Nobody has any idea how many people, if any, would have been infected had no masks been worn in the salon. Late last year, at a gym in Virginia in which people apparently did not wear masks most of the time, a trainer tested positive for the coronavirus. As CNN reported, the gym contacted everyone whom the trainer had coached before getting sick — 50 members in all — “but not one member developed symptoms."

This is why the trials are more reliable: They compare one variable group to a control group to determine just how effective the variable is. But besides the occasional brief mention, the CDC has not bothered to cite or mention any of the trials regarding masking. Why? Because, as Anderson says, “They don’t like what the RCTs show.”

He goes on to cite several trials conducted over the past several years, each of which found that cloth masks and surgical masks offer very little to no benefit at all. The one trial that specifically tested masks against COVID-19 was a 2020 study in Denmark with 4,800 participants. The researchers found that “1.8 percent of those in the mask group and 2.1 percent of those in the control group became infected with Covid-19 within a month, with this 0.3-point difference not being statistically significant,” Anderson writes.

Incredibly, the CDC has dismissed the Danish study as “inconclusive” and “too small” while praising the observational study of the Missouri hairdressers, with its fewer than 200 participants and no control group, as a landmark case, Anderson said.

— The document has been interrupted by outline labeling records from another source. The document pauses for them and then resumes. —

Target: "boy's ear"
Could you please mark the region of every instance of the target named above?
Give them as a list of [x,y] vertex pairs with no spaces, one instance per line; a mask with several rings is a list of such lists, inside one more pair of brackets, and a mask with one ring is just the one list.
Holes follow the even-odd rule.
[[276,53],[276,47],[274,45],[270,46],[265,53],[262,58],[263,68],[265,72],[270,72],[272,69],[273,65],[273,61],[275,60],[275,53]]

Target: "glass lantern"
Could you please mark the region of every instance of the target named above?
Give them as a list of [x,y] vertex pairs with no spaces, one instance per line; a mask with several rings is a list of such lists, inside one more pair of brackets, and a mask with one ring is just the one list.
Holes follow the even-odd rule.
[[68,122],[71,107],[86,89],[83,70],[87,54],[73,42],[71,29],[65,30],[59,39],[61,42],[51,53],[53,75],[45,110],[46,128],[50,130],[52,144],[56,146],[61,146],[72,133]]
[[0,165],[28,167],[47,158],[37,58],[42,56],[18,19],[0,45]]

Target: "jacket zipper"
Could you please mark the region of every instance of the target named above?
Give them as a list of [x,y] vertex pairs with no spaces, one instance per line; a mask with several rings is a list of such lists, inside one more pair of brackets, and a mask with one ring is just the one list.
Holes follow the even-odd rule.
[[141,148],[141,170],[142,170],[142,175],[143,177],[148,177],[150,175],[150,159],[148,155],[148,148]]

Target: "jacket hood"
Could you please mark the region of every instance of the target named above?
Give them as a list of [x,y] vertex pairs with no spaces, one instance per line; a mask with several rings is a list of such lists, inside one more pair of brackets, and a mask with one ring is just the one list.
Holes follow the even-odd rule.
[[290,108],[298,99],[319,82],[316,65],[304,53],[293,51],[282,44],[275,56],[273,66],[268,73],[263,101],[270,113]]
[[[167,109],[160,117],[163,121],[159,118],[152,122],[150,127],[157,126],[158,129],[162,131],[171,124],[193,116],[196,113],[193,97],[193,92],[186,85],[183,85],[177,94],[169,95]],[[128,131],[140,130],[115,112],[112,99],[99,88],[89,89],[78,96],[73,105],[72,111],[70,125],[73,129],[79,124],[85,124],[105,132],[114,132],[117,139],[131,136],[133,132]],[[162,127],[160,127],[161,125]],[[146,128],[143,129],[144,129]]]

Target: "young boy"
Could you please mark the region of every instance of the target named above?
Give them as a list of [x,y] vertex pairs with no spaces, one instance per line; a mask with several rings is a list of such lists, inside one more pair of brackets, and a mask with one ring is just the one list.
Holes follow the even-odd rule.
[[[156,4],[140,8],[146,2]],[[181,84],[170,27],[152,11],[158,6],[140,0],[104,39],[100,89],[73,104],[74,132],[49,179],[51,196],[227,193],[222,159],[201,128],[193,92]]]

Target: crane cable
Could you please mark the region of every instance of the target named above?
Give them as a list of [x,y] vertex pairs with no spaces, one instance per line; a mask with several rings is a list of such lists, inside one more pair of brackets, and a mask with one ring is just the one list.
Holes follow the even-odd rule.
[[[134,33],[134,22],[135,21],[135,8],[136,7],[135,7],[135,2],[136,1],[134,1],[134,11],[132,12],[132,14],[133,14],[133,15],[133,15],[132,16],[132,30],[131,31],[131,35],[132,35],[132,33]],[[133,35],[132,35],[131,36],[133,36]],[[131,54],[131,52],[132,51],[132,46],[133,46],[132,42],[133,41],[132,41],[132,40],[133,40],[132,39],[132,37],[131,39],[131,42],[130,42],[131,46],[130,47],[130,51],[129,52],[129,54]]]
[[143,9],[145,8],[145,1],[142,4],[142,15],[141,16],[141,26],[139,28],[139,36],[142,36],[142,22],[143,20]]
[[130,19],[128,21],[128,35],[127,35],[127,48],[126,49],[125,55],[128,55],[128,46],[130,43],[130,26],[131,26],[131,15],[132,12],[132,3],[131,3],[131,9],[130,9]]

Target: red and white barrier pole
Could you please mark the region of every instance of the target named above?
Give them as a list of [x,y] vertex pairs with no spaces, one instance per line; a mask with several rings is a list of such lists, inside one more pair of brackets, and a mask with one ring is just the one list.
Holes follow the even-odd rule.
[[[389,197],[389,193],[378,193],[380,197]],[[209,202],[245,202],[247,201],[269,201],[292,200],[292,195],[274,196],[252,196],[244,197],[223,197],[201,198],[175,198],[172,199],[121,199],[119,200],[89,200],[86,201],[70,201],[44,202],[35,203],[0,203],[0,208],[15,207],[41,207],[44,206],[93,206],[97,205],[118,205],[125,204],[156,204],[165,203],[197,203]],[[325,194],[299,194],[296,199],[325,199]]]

Another trial Anderson mentions is a 2015 study that directly compared cloth masks to surgical masks. Its 1,100 participants, each of whom was a healthcare worker, were instructed to wear their masks at all times on every shift for four weeks. The study found that those who wore cloth masks were 13 times more likely to develop an influenzalike illness than those who wore surgical masks. But even the surgical masks were found to be “poor” at preventing the penetration of particles, and cloth masks were “extremely poor.” Surgical masks let through 44% of particles. Cloth masks let through 97%.

Anderson concludes:

In sum, of the 14 RCTs that have tested the effectiveness of masks in preventing the transmission of respiratory viruses, three suggest, but do not provide any statistically significant evidence in intention-to-treat analysis, that masks might be useful. The other eleven suggest that masks are either useless — whether compared with no masks or because they appear not to add to good hand hygiene alone — or actually counterproductive. Of the three studies that provided statistically significant evidence in intention-to-treat analysis that was not contradicted within the same study, one found that the combination of surgical masks and hand hygiene was less effective than hand hygiene alone, one found that the combination of surgical masks and hand hygiene was less effective than nothing, and one found that cloth masks were less effective than surgical masks.

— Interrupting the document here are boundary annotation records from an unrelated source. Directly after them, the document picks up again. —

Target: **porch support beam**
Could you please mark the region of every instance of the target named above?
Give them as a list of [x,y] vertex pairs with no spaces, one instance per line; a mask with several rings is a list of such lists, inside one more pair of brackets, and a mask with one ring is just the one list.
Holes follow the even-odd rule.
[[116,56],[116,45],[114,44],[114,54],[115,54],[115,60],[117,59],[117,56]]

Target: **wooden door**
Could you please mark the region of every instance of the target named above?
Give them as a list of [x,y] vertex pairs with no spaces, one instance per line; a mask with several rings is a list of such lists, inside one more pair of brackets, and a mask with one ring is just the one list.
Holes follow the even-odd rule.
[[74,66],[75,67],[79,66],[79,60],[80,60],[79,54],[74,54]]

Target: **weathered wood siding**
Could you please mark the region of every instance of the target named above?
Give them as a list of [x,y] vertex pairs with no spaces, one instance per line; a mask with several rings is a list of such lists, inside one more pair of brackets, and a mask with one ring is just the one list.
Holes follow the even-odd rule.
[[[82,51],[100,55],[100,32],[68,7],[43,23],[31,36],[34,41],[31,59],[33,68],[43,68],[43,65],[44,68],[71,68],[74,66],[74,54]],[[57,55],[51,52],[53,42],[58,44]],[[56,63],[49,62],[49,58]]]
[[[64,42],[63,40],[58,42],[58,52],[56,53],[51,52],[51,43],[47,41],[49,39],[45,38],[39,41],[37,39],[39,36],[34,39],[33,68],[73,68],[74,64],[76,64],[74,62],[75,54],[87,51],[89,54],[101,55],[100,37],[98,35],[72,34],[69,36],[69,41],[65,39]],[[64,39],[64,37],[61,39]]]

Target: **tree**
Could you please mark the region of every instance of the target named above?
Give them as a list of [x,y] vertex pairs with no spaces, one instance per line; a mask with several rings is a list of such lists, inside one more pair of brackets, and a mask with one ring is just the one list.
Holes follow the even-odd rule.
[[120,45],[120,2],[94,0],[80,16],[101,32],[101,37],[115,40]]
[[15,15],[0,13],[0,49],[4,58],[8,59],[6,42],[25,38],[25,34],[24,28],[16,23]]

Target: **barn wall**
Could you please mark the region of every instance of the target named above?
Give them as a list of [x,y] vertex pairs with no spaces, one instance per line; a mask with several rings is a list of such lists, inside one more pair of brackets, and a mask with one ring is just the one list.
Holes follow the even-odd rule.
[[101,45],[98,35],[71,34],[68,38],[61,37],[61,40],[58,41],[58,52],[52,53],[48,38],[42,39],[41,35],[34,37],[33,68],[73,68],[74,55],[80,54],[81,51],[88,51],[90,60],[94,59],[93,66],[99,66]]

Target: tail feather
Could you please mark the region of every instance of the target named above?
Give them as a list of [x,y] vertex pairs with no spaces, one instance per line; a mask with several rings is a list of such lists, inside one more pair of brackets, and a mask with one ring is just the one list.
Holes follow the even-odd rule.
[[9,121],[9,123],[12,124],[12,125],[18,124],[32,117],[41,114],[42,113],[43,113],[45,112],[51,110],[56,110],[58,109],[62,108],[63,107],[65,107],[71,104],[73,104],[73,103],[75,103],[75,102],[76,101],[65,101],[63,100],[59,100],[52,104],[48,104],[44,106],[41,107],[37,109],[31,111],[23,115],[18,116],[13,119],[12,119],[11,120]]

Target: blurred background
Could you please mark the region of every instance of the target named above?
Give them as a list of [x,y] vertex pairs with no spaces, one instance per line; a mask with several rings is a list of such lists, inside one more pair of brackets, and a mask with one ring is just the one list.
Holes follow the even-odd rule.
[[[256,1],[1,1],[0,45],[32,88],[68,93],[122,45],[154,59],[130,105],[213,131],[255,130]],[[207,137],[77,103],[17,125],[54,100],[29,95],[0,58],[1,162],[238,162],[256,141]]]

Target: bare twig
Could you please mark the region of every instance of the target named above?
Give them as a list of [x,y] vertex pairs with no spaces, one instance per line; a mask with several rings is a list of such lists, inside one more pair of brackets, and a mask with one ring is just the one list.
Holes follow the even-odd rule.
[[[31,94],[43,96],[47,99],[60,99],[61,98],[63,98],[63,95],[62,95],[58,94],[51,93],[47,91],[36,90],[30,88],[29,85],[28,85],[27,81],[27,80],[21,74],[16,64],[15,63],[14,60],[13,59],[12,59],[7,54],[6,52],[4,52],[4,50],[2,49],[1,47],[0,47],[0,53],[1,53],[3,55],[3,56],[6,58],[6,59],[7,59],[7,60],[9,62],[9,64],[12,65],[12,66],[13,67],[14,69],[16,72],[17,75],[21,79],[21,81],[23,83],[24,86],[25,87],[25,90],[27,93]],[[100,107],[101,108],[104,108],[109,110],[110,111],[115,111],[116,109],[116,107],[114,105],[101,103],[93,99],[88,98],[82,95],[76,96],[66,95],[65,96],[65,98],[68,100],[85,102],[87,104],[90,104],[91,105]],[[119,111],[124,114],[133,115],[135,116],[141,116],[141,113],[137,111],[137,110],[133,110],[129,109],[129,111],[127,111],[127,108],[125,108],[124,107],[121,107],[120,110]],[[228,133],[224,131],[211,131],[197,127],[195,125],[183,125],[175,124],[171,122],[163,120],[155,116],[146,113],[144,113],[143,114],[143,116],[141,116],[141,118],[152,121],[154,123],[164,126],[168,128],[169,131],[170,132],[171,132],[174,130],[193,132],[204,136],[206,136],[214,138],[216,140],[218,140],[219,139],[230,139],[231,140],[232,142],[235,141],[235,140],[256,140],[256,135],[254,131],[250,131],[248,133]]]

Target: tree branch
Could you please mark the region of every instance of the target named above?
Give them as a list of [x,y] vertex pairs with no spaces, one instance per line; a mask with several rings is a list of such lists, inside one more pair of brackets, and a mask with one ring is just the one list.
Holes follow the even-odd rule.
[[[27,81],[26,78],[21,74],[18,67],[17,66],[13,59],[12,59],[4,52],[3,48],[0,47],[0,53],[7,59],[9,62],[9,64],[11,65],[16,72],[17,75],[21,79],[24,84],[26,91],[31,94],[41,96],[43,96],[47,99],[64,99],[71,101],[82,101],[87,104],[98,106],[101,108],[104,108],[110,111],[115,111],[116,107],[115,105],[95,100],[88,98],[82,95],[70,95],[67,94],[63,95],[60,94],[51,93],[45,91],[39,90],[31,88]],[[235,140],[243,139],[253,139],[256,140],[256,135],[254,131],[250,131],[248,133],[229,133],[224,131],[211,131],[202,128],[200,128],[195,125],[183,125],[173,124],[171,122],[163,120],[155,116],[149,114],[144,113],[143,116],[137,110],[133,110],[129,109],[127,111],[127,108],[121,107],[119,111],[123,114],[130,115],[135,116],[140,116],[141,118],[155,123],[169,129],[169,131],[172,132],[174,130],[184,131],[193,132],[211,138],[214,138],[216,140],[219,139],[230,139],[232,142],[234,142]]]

This is important because an honest conversation about masks requires taking a hard look at the scientific evidence backing them. And if Anderson is right and the CDC's observational studies are as sloppy and inconclusive as they appear to be, that's a problem. Millions of people have been led to believe that the only way they can protect themselves against this virus, besides getting vaccinated, is by strapping a piece of cloth around their noses and mouths. Social media giants and everyday busybody scolds have shamed and punished anyone who questions this guidance.

But the data cited by Anderson suggests that not only was this guidance wrong but that public health officials knew it was wrong and rolled it out anyway.